As a litigator, I regularly act for landlords or tenants where disputes have arisen in relation to their commercial lease and only too often I hear phrases like "I wish I'd known my lease said that" or "I wish I had insisted on including that provision in my lease".
This series of short articles picks up on some of these common misconceptions and oversights and highlights points which both landlords and tenants should be aware of before signing their lease.

Lesson 1: The obligation to keep the premises in repair

Today, I am looking at the common obligation on a tenant to "keep its premises in good repair and condition".

A premises is in good repair where its physical condition has not deteriorated, i.e. where nothing is broken, damaged or missing, there are no cracks or holes, and where everything is weather-tight.

This provision often comes into play at, or just before, the expiry of the lease term when the landlord claims that the tenant has not kept the premises in good repair (known as a claim for dilapidations) and the landlord is entitled to damages.  Faced with a schedule of dilapidations served by its landlord, an all too familiar question from a tenant is "surely I don't have to repair that item as it was already damaged or broken when I took on the premises and it is in no worse state now?".

Sadly, in the absence of any express limit on the repairing obligation, case law confirms that an obligation to keep a premises in repair includes an obligation to put the premises into repair if it is in disrepair at the start of the lease.  The rationale behind this is that a tenant cannot perform its covenant to keep the premises in repair unless it first puts the premises into repair.

What can the tenant do?

To avoid this situation, the tenant should inspect the premises for disrepair with a surveyor before taking on the lease.  Where the premises are found to be not in good repair, the tenant should then seek to limit its repairing obligation to keeping the premises in the same state as they were at the grant of the lease. 

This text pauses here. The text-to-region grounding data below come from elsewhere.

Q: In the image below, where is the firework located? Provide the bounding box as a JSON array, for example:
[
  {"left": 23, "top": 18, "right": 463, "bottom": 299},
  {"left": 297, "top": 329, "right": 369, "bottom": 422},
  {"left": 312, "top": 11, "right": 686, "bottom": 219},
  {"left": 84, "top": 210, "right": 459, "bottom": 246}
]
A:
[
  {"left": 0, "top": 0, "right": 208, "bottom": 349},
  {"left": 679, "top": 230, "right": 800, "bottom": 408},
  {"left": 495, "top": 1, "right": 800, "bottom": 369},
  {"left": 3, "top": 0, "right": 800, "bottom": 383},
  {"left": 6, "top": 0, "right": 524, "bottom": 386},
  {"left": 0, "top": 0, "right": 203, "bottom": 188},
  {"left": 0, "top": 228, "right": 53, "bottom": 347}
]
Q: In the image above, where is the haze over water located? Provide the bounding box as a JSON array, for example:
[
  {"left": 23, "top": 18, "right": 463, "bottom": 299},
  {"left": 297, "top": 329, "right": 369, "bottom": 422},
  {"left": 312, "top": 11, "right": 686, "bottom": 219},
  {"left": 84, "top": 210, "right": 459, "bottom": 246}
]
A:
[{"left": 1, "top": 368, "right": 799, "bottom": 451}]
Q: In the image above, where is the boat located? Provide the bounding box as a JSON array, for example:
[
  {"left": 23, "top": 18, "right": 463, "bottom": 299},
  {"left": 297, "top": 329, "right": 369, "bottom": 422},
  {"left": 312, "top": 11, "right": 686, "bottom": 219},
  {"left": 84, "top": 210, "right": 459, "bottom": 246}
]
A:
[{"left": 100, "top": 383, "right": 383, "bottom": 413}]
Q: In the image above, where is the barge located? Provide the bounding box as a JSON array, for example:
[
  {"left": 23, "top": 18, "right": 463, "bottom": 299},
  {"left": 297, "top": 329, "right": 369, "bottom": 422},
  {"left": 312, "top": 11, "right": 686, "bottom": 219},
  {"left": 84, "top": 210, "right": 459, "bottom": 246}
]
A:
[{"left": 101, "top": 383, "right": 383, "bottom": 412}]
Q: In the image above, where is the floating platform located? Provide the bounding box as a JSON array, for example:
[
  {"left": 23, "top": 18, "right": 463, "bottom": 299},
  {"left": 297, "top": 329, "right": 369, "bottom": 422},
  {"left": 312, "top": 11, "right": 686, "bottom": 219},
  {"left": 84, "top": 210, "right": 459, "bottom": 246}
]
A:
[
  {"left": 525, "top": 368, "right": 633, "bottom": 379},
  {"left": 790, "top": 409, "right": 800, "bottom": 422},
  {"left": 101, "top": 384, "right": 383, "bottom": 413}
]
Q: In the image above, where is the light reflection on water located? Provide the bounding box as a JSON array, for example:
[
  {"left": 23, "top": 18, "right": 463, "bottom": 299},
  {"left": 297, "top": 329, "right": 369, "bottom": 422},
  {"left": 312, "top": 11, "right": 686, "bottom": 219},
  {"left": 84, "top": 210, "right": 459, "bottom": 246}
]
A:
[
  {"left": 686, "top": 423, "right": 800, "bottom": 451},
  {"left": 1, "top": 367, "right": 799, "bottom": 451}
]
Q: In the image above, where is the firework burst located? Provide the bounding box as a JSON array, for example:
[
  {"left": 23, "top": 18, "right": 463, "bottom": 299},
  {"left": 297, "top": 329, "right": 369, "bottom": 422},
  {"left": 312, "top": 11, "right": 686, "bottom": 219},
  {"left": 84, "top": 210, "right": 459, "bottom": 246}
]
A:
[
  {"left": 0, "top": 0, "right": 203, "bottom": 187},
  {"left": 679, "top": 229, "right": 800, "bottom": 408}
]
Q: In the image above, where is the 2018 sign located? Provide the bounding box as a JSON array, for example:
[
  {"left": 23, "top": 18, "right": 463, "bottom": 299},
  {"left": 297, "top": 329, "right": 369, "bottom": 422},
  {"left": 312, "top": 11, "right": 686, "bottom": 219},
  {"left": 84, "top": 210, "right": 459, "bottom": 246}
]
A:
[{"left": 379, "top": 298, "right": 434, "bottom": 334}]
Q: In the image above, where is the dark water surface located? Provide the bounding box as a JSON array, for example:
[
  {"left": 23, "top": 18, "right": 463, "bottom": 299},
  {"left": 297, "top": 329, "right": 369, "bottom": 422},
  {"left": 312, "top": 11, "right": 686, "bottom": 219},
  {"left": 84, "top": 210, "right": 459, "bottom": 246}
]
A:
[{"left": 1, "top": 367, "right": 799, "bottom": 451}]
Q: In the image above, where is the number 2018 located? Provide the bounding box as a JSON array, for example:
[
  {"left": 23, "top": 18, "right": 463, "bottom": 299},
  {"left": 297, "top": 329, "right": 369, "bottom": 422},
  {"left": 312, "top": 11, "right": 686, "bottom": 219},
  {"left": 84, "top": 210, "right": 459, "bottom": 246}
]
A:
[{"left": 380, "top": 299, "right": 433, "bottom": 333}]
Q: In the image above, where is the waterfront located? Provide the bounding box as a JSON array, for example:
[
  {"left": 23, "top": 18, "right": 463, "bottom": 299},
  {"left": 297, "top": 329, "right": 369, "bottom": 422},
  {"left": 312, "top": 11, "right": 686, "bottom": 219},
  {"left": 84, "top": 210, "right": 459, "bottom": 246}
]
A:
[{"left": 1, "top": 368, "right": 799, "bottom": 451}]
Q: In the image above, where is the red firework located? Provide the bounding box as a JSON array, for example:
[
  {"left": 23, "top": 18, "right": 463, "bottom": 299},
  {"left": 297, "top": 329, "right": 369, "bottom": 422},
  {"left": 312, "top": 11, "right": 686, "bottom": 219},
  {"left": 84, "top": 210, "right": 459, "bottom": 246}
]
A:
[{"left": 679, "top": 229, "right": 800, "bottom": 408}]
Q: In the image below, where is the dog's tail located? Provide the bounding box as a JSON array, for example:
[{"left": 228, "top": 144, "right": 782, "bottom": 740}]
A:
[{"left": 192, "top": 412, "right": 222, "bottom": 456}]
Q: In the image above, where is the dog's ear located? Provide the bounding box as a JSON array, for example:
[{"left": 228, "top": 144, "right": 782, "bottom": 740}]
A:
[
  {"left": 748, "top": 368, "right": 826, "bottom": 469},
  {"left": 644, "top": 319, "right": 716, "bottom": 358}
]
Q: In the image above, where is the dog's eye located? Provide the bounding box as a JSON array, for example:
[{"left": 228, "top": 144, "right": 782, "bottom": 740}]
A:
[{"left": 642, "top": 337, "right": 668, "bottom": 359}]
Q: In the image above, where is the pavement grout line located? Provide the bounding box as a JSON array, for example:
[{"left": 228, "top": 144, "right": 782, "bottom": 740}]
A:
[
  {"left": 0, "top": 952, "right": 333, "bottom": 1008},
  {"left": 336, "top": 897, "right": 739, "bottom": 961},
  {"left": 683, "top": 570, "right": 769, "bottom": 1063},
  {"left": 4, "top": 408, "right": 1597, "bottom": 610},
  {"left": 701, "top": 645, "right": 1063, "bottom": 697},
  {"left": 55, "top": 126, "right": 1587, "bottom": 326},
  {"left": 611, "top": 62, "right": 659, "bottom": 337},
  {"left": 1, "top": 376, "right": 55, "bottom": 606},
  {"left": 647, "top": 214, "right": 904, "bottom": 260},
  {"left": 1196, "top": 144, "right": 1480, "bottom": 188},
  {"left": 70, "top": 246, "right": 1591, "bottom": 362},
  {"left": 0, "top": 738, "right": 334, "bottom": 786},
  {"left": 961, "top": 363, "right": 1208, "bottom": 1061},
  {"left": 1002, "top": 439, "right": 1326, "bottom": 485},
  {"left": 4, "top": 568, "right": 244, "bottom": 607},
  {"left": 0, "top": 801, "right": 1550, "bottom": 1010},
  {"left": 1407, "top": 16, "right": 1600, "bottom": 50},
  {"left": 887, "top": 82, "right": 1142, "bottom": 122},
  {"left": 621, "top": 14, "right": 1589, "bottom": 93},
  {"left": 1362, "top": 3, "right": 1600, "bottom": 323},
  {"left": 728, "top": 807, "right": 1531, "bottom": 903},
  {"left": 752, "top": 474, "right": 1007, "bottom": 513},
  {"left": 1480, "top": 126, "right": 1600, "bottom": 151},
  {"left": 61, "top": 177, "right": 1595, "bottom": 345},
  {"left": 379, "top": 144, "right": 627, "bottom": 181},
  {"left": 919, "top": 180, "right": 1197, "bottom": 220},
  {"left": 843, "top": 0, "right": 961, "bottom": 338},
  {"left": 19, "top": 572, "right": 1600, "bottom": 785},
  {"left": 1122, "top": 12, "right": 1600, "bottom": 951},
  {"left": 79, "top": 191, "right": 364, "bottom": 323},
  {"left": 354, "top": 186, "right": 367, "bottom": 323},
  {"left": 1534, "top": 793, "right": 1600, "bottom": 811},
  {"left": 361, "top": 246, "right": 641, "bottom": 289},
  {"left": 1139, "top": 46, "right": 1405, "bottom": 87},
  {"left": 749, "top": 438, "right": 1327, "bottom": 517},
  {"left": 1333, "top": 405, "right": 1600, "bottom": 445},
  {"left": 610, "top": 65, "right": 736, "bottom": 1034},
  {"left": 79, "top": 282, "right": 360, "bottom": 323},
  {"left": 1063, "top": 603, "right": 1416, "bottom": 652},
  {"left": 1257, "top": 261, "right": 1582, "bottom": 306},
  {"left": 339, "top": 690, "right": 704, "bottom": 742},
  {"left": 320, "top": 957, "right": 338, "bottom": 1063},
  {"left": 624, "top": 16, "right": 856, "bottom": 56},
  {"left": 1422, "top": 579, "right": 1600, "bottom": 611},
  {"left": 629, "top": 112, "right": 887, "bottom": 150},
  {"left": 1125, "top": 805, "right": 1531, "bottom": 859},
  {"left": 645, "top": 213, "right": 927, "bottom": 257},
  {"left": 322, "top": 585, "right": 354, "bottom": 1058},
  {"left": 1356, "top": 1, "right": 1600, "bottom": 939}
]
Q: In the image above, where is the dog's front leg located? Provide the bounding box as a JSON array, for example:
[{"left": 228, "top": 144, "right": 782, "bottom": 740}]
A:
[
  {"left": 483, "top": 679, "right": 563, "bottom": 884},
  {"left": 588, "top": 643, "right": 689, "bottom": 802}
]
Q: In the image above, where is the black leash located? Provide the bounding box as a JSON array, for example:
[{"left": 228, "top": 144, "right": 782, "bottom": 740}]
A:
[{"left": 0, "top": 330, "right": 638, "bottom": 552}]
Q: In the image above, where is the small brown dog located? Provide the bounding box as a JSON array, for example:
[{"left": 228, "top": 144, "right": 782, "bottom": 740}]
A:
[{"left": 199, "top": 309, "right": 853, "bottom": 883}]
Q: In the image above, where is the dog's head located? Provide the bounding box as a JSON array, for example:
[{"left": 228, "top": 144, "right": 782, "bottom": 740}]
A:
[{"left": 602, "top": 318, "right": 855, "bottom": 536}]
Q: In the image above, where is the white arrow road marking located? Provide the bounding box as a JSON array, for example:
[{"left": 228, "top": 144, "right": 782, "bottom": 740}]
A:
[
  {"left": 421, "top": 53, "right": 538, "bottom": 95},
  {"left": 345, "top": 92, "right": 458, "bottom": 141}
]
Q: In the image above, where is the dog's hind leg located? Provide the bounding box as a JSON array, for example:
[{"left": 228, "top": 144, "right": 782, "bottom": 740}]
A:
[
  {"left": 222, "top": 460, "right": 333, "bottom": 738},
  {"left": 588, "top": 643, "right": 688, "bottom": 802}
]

If the landlord will agree to limiting the repairing obligation in this way, the parties will usually agree a photographic schedule of condition (showing the state of the premises at the date of the grant of the lease) and this should be signed by both parties and annexed to the lease.  The relevant provision of the lease can then be extended to add wording along the lines that "the Tenant shall not be required to put the Premises into any better state of repair or condition than it was in at the date of this lease as evidenced by the Schedule of Condition".

Alternatively, if the landlord is not prepared to limit the repairing obligation, the tenant should assess the potential costs to put the premises into good repair and seek to negotiate a deal on any premium or the rent payable under the lease to allow for the cost of remedial works.

The content of this article is intended to provide a general guide to the subject matter. Specialist advice should be sought about your specific circumstances.